Prescription drugs: New Illinois law first of its kind
A potential Illinois law is now a reality after legislation to launch the program was signed into law on Friday.
This program is the first of its kind in the U.S. to provide locking devices on painkill pharmacy prescriptions.
House Bill 3219 creates the statewide program aimed at saving lives by creating an extra layer of security on prescription drug bottles containing painkillers, which are among the most abused drugs in the nation.
This Bill is co-sponsored by State Representatives and former prosecutors Michael Zalewski (D-Riverside), Robert Martwick (D-Chicago) and Senator Iris Martinez (D-Chicago).
"I'd like to thank Governor Rauner for his signature. Illinoisans will be safer as a result of this innovative legislation that will reduce the health crisis of opioid abuse," Rep. Zalewski said.
The new law will launch a one-year pilot program regulated by the Illinois Department of Financial and Professional Regulation (IDFPR) in coordination with participating pharmacies across Illinois.

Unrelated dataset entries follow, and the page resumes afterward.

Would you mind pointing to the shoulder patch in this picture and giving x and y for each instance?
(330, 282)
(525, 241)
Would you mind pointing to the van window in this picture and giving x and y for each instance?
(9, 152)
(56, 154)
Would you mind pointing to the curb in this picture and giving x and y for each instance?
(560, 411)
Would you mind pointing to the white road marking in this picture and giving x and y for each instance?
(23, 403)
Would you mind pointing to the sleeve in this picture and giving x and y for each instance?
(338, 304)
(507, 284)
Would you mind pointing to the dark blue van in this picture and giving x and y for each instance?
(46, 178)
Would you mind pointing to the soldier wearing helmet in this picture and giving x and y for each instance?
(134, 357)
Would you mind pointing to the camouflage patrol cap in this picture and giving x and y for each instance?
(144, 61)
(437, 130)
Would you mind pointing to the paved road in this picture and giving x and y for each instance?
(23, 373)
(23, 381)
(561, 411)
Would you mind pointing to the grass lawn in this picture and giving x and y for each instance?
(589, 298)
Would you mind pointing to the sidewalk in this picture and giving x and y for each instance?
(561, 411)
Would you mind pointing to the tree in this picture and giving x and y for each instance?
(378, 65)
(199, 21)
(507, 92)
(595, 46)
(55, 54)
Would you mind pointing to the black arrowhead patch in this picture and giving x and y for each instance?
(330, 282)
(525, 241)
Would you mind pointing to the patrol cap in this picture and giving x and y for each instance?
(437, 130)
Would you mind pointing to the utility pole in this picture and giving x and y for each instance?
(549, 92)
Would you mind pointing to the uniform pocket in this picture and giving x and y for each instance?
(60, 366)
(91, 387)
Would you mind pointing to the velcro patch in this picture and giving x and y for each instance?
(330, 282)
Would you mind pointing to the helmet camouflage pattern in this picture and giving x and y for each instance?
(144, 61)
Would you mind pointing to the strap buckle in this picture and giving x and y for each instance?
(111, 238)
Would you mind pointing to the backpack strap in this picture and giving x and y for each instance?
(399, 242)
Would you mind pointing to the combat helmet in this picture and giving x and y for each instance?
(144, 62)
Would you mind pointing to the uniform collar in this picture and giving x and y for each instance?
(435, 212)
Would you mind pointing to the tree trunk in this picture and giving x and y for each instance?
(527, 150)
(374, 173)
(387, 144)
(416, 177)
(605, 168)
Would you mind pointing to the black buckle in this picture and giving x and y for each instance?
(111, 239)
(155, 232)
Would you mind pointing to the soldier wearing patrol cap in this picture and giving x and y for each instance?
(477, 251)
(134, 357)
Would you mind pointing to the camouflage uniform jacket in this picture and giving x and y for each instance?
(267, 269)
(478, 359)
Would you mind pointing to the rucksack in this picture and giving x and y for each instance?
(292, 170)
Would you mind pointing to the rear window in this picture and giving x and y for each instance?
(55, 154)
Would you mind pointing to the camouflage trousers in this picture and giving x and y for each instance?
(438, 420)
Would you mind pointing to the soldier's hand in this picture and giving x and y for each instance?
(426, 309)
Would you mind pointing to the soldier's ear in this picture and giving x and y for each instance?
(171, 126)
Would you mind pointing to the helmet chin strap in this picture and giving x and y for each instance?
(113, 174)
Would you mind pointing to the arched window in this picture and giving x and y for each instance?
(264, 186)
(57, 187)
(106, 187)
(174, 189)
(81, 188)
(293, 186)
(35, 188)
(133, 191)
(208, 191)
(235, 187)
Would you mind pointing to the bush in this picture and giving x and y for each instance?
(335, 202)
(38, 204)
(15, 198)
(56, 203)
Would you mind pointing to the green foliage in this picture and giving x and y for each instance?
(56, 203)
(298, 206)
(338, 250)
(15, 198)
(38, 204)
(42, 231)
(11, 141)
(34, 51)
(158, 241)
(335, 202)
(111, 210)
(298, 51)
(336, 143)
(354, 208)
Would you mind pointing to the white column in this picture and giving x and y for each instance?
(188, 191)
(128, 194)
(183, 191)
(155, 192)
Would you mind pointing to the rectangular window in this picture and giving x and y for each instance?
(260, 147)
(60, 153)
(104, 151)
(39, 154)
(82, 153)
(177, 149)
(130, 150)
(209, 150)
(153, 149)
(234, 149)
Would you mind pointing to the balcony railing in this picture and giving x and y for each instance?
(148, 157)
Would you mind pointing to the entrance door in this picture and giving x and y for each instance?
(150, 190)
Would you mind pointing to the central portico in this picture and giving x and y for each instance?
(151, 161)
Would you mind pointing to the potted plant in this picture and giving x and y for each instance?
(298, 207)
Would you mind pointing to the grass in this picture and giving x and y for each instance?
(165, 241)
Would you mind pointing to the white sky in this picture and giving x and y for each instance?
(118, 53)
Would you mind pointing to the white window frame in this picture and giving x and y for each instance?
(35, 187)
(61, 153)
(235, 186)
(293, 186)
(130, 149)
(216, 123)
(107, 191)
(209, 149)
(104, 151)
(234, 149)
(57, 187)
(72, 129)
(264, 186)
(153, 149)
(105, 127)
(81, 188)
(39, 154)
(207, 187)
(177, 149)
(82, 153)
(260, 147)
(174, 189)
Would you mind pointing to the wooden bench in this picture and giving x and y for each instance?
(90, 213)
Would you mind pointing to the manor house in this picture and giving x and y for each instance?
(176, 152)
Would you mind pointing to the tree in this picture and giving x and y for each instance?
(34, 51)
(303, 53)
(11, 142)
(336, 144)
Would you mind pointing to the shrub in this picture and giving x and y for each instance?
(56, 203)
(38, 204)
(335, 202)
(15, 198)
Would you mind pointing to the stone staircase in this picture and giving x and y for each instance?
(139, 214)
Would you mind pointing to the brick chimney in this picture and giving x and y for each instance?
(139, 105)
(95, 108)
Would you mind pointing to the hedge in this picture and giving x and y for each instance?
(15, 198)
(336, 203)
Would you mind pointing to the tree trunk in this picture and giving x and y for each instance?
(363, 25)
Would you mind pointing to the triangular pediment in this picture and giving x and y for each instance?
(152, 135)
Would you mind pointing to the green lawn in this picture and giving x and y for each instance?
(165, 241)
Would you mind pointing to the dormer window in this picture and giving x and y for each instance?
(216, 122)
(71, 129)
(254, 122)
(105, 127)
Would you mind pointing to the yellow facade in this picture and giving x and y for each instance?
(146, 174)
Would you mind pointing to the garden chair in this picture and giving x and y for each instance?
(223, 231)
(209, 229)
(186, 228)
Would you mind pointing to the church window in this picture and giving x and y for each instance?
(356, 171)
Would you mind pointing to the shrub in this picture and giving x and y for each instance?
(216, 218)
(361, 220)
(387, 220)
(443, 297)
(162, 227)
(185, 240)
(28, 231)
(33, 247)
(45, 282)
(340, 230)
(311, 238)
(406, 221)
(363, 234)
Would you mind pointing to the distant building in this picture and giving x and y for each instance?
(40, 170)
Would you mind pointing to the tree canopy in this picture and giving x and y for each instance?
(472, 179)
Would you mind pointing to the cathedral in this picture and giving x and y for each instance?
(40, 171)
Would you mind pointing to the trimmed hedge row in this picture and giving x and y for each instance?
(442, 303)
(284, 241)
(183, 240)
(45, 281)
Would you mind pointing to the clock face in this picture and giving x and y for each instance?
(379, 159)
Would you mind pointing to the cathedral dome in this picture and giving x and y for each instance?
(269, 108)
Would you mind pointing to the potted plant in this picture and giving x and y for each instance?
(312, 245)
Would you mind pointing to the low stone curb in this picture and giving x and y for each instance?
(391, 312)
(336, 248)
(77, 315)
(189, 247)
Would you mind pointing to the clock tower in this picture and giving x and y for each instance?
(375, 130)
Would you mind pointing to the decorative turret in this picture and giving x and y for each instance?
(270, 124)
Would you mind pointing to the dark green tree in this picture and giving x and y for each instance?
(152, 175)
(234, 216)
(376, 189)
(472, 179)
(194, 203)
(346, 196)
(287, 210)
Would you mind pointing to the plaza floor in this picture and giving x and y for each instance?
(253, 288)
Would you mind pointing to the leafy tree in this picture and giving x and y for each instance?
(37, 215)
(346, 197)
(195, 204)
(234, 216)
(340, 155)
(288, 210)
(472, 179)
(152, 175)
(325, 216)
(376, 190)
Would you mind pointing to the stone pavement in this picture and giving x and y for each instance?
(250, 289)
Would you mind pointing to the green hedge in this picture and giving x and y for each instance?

The numerical locking devices - caps similar to those used on gym locks - would be placed on opioid pharmaceutical prescription bottles.
"This program is all about helping people who are caught in the stranglehold of painkiller abuse. If this program saves just one life, it's worth it," said Rep. Martwick.

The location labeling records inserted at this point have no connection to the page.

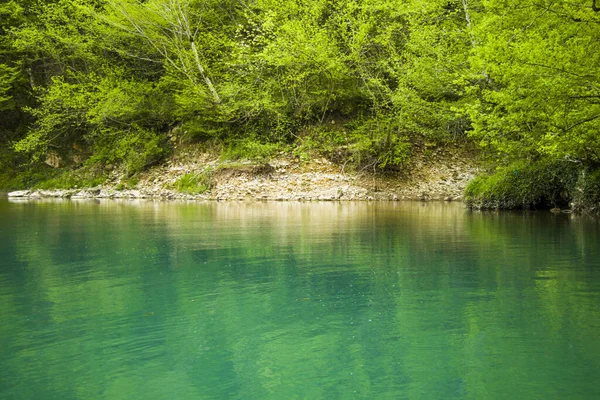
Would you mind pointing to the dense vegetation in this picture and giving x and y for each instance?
(101, 84)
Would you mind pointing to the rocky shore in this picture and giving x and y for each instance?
(439, 175)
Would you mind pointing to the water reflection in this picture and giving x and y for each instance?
(290, 300)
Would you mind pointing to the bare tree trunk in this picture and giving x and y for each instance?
(207, 80)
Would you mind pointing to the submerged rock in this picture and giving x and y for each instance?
(19, 193)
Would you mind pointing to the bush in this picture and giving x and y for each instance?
(196, 183)
(251, 149)
(587, 192)
(524, 185)
(135, 149)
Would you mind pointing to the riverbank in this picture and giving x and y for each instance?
(440, 174)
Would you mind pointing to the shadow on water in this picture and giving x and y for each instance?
(293, 300)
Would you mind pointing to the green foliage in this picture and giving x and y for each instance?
(539, 89)
(587, 192)
(524, 185)
(196, 183)
(134, 149)
(251, 148)
(119, 83)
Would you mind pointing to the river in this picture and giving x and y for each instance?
(409, 300)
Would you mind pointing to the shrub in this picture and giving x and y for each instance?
(196, 183)
(524, 185)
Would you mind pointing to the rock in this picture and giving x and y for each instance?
(19, 193)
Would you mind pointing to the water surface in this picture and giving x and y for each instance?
(109, 300)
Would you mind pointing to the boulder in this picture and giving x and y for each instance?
(19, 193)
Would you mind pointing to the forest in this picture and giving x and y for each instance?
(89, 86)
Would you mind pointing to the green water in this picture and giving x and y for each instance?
(108, 300)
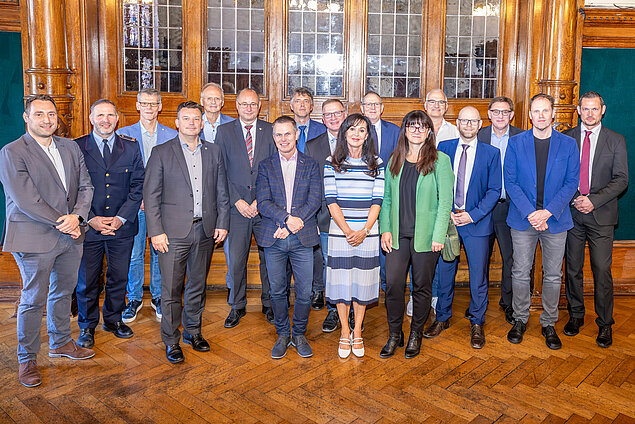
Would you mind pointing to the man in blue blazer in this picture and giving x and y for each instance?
(116, 170)
(288, 191)
(476, 191)
(542, 170)
(149, 133)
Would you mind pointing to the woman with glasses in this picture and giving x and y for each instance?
(413, 222)
(354, 188)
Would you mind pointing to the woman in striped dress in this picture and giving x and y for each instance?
(354, 188)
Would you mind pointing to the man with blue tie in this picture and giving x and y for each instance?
(149, 133)
(476, 191)
(116, 170)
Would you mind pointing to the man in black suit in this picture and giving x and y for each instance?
(187, 211)
(244, 143)
(603, 177)
(501, 112)
(116, 170)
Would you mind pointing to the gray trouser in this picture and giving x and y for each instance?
(47, 277)
(552, 247)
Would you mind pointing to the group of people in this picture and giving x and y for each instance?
(341, 207)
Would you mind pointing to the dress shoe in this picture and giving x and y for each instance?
(119, 329)
(317, 300)
(477, 337)
(572, 327)
(605, 336)
(331, 322)
(28, 374)
(394, 340)
(268, 311)
(551, 338)
(414, 344)
(302, 346)
(234, 317)
(72, 351)
(515, 335)
(174, 353)
(86, 338)
(197, 341)
(436, 328)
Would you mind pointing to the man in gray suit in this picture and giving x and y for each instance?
(48, 196)
(187, 211)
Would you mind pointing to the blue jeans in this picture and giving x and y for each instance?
(136, 272)
(301, 258)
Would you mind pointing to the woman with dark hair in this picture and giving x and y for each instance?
(413, 223)
(354, 188)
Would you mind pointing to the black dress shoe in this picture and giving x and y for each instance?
(234, 317)
(119, 329)
(572, 327)
(174, 353)
(605, 336)
(394, 340)
(86, 338)
(414, 344)
(197, 341)
(515, 335)
(317, 300)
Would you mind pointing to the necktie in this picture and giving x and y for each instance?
(584, 165)
(302, 139)
(459, 197)
(250, 145)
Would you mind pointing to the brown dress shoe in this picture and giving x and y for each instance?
(28, 374)
(72, 351)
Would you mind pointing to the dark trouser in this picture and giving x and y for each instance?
(503, 234)
(423, 266)
(600, 238)
(239, 239)
(301, 258)
(191, 255)
(118, 253)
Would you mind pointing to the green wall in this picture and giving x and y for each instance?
(610, 73)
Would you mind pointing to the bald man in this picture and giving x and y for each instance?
(477, 187)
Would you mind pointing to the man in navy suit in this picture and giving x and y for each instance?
(116, 170)
(148, 133)
(542, 171)
(476, 191)
(288, 190)
(501, 112)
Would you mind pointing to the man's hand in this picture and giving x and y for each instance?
(160, 243)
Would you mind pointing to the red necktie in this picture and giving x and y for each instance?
(584, 164)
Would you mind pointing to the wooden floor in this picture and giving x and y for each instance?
(131, 381)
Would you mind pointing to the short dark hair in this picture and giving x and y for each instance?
(189, 105)
(41, 97)
(502, 99)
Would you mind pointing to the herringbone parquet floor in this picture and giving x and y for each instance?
(131, 381)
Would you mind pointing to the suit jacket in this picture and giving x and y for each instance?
(483, 190)
(241, 176)
(562, 176)
(35, 195)
(118, 186)
(167, 191)
(609, 176)
(272, 199)
(135, 131)
(319, 149)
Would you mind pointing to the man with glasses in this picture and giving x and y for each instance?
(244, 143)
(501, 112)
(476, 191)
(149, 133)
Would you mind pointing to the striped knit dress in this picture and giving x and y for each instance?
(352, 273)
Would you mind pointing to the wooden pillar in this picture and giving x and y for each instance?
(44, 55)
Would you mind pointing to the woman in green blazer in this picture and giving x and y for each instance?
(413, 221)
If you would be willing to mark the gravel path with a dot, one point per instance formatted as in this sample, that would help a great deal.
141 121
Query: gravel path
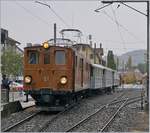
70 118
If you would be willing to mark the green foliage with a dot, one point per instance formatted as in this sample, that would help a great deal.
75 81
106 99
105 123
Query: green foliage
12 63
142 67
110 60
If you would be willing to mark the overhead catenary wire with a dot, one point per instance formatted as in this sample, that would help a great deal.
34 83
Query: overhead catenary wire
59 17
123 27
115 17
31 13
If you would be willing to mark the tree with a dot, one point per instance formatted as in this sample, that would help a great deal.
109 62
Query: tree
129 63
12 63
110 60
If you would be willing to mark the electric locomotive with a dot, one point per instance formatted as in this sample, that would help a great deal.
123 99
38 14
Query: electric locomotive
55 75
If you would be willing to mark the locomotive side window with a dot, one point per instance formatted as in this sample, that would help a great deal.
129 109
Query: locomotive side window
47 58
33 57
60 57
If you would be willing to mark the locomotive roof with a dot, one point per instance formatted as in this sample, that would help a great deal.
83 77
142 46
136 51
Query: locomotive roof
102 67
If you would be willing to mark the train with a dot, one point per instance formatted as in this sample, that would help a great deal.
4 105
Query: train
56 76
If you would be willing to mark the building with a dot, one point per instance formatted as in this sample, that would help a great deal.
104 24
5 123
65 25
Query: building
93 54
9 43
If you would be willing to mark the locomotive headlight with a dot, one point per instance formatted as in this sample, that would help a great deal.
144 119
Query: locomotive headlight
27 79
45 45
63 80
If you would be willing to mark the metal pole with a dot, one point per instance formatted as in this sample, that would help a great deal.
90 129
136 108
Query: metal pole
94 53
148 51
54 34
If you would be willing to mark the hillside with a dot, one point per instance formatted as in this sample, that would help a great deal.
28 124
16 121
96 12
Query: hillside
138 56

According to the Centers for Disease Control (CDC), drug overdose death rates in the United States have more than tripled since 1990.

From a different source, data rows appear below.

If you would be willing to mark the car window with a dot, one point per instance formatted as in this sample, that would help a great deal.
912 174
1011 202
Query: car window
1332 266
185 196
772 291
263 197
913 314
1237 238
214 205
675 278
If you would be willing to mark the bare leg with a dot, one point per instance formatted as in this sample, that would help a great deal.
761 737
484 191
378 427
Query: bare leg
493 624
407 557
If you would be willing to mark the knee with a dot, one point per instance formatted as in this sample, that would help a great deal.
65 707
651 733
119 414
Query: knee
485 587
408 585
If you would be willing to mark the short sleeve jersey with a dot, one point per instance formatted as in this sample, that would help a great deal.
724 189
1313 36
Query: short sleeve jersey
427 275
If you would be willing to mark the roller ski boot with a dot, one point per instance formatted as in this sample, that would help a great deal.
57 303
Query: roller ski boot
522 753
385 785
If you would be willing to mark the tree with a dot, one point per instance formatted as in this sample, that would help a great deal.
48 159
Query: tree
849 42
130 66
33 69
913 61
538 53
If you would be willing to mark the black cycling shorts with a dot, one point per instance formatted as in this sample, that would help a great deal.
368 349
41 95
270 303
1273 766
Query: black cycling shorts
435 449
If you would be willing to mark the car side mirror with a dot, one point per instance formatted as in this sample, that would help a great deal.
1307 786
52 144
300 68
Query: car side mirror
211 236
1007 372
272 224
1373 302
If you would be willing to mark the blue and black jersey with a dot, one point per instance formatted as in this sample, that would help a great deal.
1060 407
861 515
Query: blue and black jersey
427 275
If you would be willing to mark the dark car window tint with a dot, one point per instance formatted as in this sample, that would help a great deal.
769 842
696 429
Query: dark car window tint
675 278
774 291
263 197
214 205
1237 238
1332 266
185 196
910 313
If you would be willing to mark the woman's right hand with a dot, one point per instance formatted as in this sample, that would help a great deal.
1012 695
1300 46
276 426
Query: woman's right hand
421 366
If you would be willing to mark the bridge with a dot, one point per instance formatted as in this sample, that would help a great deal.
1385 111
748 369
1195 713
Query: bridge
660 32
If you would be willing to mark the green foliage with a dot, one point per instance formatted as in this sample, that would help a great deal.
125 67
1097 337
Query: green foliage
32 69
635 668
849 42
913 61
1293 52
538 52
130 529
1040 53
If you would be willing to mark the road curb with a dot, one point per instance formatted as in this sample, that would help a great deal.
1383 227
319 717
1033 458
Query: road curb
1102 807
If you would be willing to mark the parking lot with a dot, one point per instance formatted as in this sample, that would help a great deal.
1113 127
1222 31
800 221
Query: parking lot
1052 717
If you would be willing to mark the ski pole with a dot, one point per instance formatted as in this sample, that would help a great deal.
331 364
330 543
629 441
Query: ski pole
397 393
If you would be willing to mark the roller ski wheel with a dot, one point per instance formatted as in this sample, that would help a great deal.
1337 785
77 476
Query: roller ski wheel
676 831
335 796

Prescription painkillers cause three out of four prescription drug overdoses.
A report compiled by the CDC and released in December of last year, finds that deaths from drug poisoning linked to opioid analgesics have jumped to 41,502 in 2012 from 16,849 back in 1999.
Opioid analgesics include drugs such as morphine, oxycodone, methadone and heroin.
This new law takes affect on January 1, 2016.